Map has been taking extremely long to preprocess my data.

It seems to process 1000 examples (which it does really fast in about 10 seconds), then it hangs for a good 1-2 minutes, before it moves on to the next batch of 1000 examples.

It also keeps eating up my hard drive space for some reason by creating a file named tmp1335llua that is over 300GB.

Trying to set num_proc to be >1 also gives me the following error: NameError: name ‘processor’ is not defined

Please advise on how I could optimise this?

Steps to reproduce the bug

In general, I have been using map as per normal. Here is a snippet of my code:

###########################        DATASET LOADING AND PREP        #########################

def load_custom_dataset(split):
    ds = []
    if split == 'train':
        for dset in args.train_datasets:
            ds.append(load_from_disk(dset))
    if split == 'test':
        for dset in args.test_datasets:
            ds.append(load_from_disk(dset))

    ds_to_return = concatenate_datasets(ds)
    ds_to_return = ds_to_return.shuffle(seed=22)
    return ds_to_return



def prepare_dataset(batch):
    # load and (possibly) resample audio data to 16kHz
    audio = batch["audio"]

    # compute log-Mel input features from input audio array
    batch["input_features"] = processor.feature_extractor(audio["array"], sampling_rate=audio["sampling_rate"]).input_features[0]
    # compute input length of audio sample in seconds
    batch["input_length"] = len(audio["array"]) / audio["sampling_rate"]

    # optional pre-processing steps
    transcription = batch["sentence"]
    if do_lower_case:
        transcription = transcription.lower()
    if do_remove_punctuation:
        transcription = normalizer(transcription).strip()

    # encode target text to label ids
    batch["labels"] = processor.tokenizer(transcription).input_ids
    return batch

print('DATASET PREPARATION IN PROGRESS...')

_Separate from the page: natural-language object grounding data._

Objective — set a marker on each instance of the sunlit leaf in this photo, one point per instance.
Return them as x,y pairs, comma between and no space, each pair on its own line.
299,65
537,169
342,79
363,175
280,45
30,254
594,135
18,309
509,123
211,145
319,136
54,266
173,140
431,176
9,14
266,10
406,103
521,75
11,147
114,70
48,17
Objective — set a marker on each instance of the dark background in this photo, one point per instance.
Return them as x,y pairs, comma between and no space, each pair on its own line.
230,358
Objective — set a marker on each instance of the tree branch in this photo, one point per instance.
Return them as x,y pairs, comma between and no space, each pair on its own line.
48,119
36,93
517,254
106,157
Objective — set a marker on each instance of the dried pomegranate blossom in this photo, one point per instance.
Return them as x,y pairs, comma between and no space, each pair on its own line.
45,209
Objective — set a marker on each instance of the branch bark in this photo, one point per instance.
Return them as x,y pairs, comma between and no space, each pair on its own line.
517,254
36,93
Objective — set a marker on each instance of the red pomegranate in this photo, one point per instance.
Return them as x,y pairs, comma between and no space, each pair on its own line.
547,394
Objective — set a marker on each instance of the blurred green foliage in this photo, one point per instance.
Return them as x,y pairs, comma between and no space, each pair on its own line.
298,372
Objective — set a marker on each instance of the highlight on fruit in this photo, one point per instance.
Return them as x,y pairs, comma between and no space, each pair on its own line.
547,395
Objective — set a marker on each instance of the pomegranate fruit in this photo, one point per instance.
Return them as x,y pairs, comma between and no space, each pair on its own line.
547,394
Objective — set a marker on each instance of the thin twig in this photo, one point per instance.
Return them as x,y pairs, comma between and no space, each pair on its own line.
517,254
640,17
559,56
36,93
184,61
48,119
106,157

# case 3: combine_and_shuffle is true, only train provided
# load train datasets
train_set = load_custom_dataset('train')

 # split dataset
raw_dataset = DatasetDict()
raw_dataset = train_set.train_test_split(test_size = args.test_size, shuffle=True, seed=42)

raw_dataset = raw_dataset.cast_column("audio", Audio(sampling_rate=args.sampling_rate))

print("Before Map:")
print(raw_dataset)

raw_dataset = raw_dataset.map(prepare_dataset, num_proc=1)

print("After Map:")
print(raw_dataset)

Expected behavior

Based on the speed at which map is processing examples, I would expect a 5-6 hours completion for all mapping

However, because it hangs every 1000 examples, I instead roughly estimate it would take about 40 hours!

Moreover, i cant even finish the map because it keeps exponentially eating up my hard drive space

Environment info

  • datasets version: 2.18.0
  • Platform: Windows-10-10.0.22631-SP0
  • Python version: 3.10.14
  • huggingface_hub version: 0.22.2
  • PyArrow version: 15.0.2
  • Pandas version: 2.2.1
  • fsspec version: 2024.2.0